At the May 24 board meeting, there was a presentation made titled “Portable Restrooms: Service Level Adjustments” which you can watch starting at the 3:03 mark of the recorded meeting on YouTube.  

Southwest Voices: Why was the decision made to purchase the property of the burned house next to Bde Maka Ska?

Park & Rec Board: The property is recommended in the Board-approved Southwest Service Area Master Plan for incorporation into the Minneapolis Chain of Lakes Regional Park, along with the adjacent Loon Lake Trolley Path, a process that has been initiated by Minneapolis Park and Recreation Board staff. The Southwest Service Area Master Plan sets the direction for future park development in this location.

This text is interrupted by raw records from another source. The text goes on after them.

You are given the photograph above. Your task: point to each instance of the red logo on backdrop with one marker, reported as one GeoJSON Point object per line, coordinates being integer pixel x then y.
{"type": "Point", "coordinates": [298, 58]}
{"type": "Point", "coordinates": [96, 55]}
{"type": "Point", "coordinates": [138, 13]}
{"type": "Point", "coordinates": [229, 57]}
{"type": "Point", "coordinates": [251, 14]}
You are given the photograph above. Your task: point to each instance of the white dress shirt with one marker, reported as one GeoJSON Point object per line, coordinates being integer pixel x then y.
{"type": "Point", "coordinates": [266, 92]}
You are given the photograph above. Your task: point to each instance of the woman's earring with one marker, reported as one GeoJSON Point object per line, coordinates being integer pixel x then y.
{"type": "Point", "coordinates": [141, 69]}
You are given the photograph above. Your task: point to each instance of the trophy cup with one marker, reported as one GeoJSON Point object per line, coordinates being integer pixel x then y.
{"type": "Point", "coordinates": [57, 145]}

This property would be used as a nature play node, an overlook including public art and historical interpretation elements, and a gateway feature.

Southwest Voices: Herons like to nest in buckthorn. How do you find a balance between protecting heron habitats and fighting invasive species?

Park & Rec Board: This answer comes from Natural Resources Supervisor James Shaffer.

While I'm sure Herons have been observed nesting in buckthorn when that is the only understory tree/shrub available, I doubt that a thick stand of buckthorn is their preferred nesting habitat. The trouble with buckthorn is that it crowds out other understory species as well as prevents regeneration of canopy trees. So the removal of buckthorn will free up this space and allow a diversity of canopy trees and native understory species to thrive, which in turn creates better nesting habitat for birds of all kinds. This improvement in understory diversity also increases the availability of food for all kinds of native birds and insects.

Southwest Voices: In regards to the Minneapolis Sailing Center’s plan to move to the northwest corner of Bde Maka Ska, a reader asks, “I looked over the announcement, and it discusses only the Minneapolis Sailing Center itself. Do you know what implications there are for the sailboat buoys and the dock? Are they planned to move with the Minneapolis Sailing Center?”

Park & Rec Board: According to Assistant Superintendent of Planning Michael Schroeder, when the move itself happens, which is years away and dependent on fundraising, there would be a dock and buoys at both locations.